Eu gosto de levar susto. Eu gosto do atendimento do SUS. Eu gosto de hospitais, do cheiro do éter, de viajar na maionese, ser acometido por colônias de salmonelas e pensamentos inovadores. Eu gosto das dores do parto. Eu gosto da diarreia, da gonorreia e dos biscoitos embolorados da Dona Neia. Eu gosto de comer hóstia, escargot e o pão que o diabo amassou.

Eu gosto de carregar bíblias sob o sovaco para construir escolioses eternas. Eu gosto de suar a camisa em templos lotados de crentes. Eu gosto de cerveja quente, de boi doente e de mulher da gente. Eu sou como a maioria de vocês: eu gosto de me sentir diferente, embora que seja igual a todo mundo.

Eu gosto dos shows que atrasam além dos vinte minutos previstos em lei. Eu gosto de frequentar baladas com música ruim, só pra pegar mulher boa. Eu gosto das poposudas da laje, das peitudonas da marquise, das siliconadas do terraço. Eu gosto (admiro pra-caralho) de todos os cirurgiões plásticos do planeta. Eu gosto de cantar de cor e salteado todos os refrãos onomatopeicos da música popular brasileira, desde o “tchan tchan tchan tchan tchan” até o “tchê tchererê tchê tchê”. Eu gosto, enfim, de todo tipo de música comercial que venda bem não importando a quem.

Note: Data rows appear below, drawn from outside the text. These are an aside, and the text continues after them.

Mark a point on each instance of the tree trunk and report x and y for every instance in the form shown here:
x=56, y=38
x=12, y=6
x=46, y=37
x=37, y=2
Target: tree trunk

Eu gosto mesmo é da quantidade.

Eu gosto de construir torres gêmeas com livros de capa dura, principalmente os clássicos da literatura, a chamada “leitura essencial”. Eu gosto de meter o pé em todas elas, derrubando-as como se fosse Bin Laden. Eu gosto de toda aquela filosofia esparramada pelo chão. Eu gosto de desmentir os Pensadores.

Eu gosto de frequentar academias literárias, de acordar os velhinhos imortais recostados nas suas bengalas, de tomar chá gelado com eles, de comer bolachas sabor água e ouvir saraus insossos. Eu gosto de gente que não larga o osso. Eu gosto de massagear o ego dessa gente. Eu gosto das massagens a quatro mãos das universitárias legítimas que executam qualquer fantasia sexual, até o fim e sem frescura.

Eu gosto do calor da discussão. Eu gosto de ficar preso no congestionamento curtindo o por do sol. Eu gosto de saber que a indústria automobilística quebrou mais um recorde de vendas de carros novos. Eu gosto da isenção do IPI. Eu gosto das metas do Governo. Eu gosto de superávits primários, embora não faça ideia do que isto significa. Eu gosto de me divertir com depoimentos nas CPIs do Congresso. Eu gosto de pagar Imposto de Renda.

Eu gosto do horário eleitoral gratuito. Eu gosto de ouvir “A Voz do Brasil”. Eu gosto das propagandas da Casa Bahia. Eu gosto de depilar as virilhas. Eu gosto da cava rasa, da cava funda, da depilação a laser e do lazer garantido. Eu gosto do meu urologista. Eu gosto dos períodos de carência dos planos de saúde. Eu gosto de brindar com vinho barato.

Eu gosto de quebrar o espírito natalino. Eu gosto desta fama de ateu. Eu gosto de contar piadas em velórios. Eu gosto de parar o carro em fila dupla para espiar como foi mesmo o acidente. Eu gosto de dor de dente. Eu gosto de beijar o seu mau hálito. Eu gosto de tártaros. Eu gosto dos meus maus hábitos. Eu gosto de nadar e morrer na praia. Eu gosto de ressuscitar dúvidas ao terceiro dia. Eu gosto das terceiras vias.

Eu gosto das vaias, dos apupos e das poluções noturnas sobre o lençol. Eu gosto dos efeitos colaterais dos remédios e das reações adversas dos críticos. Eu gosto do suposto romance de Cristo com Madalena. Eu gosto do sabor da cibalena. Eu gosto de criar polêmicas em cativeiro. Eu gosto de ler poesia no banheiro. Eu gosto do gosto de fel dessas palavras. Eu gosto de fingir delírios. Eu gosto. E gosto não se discute, certo?